What is the most expressive language you can make with just 20-30 words?

As I’ve said elsewhere here, for 60 basic concepts go to Natural semantic metalanguage. You can try cutting out concepts there, but you’re really, *really* going to crimp yourself in expressiveness.

What do you look like when you speak Ancient Greek (Koine) in Greece today?

How soon my fellow respondents forget Katharevousa. Just as well they do, too.

Katharevousa (Puristic Greek), the project of purifying Greek of the last 2000 years of linguistic evolution, was a motley, incoherent, and rarely lovely thing. Some of its grammar was Attic, a lot more of it was Koine, and by accident it ended up most similar to Mediaeval Greek (purists were winding back the clock as much as  was feasible, and not much was feasible).

Nonetheless, a Frank such as OP, trying to speak Koine in Greece with Modern Greek pronunciation, would be taken for a valiant attempt to speak a somewhat over the top Katharevousa. And given how much  of a moving target Katharevousa was, they would probably get away with it too.

So 130 years ago, OP would be fêted and complimented for their excellent Greek by the elite—who would mutter to each other “Look you, the Frank speaks better Hellenic than us!” The common herd would bow and walk away, with their prejudice confirmed that the Franks speak the same gibberish as the high and mighty.
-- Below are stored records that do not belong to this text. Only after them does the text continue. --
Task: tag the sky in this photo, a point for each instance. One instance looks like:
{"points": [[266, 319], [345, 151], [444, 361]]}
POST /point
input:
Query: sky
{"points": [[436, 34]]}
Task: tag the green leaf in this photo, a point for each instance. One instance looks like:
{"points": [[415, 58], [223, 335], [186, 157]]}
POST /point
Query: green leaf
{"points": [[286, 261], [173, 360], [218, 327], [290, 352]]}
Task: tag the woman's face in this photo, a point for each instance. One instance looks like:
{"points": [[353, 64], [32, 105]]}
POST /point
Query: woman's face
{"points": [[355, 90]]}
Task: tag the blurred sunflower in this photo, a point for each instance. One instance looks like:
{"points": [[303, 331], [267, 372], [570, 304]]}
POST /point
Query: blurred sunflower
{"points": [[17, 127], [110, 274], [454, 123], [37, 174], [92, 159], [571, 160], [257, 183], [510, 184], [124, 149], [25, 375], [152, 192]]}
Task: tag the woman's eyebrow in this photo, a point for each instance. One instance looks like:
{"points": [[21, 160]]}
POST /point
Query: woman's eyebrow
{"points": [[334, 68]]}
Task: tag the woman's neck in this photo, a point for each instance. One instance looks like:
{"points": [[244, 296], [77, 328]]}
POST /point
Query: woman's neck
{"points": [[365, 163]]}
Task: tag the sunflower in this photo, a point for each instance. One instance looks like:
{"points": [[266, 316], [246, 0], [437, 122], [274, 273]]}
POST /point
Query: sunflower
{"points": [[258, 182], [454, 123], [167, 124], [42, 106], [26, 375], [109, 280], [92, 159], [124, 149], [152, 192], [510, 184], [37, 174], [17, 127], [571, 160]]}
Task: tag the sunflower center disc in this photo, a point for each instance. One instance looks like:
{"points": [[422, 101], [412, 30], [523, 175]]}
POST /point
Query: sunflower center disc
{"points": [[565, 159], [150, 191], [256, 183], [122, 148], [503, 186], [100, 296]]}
80 years ago, OP would be complimented for their  excellent Greek by the establishment. Not fêted though. The more atticising versions of Katharevousa had already died out, so even the establishment would have started thinking OP odd. Since noone used Katharevousa in literature after 1900 (Cavafy doesn’t count), the intelligentsia would look askance at OP, and probably play practical jokes on them. The communists would beat OP up in an alley, convinced they were a British spy.

30 years ago, OP would have been greeted with gales of laughter. Katharevousa died 40 years ago, and it died through ridicule, as much as it did through guilt by association with the Colonels’ regime. Any survivals of Katharevousa by 1980 were jocular.

Do many modern Greeks feel a sense of failure or perhaps inferiority when compared with their ancient Greek ancestors?

The feeling has been there for a very long time. Theodore Metochites  in the 14th century lamented that the Ancients had said everything that needed to be said, so there was nothing left for his contemporaries to do. The Greek peasantry would make up stories about the pagan giants who built the inexplicable structures all around them.

The more superficial have translated the feeling of inferiority into the bombastic (“When we were building Parthenons, you guys were eating acorns”—noone that feels secure in themselves bothers to say that to Westerners). The more sensitive have had the feeling of failure gnaw at them. Dimitra Triantafyllidou’s answer does well to quite Seferis—who after all, as a professional diplomat, had plenty of opportunity to compare Greece to the West and reflect on what went wrong.

My sense is the feeling has dissipated somewhat as Greece became more integrated into Europe; there was a palpable difference I felt between my stay in 1983 and my return in 1995.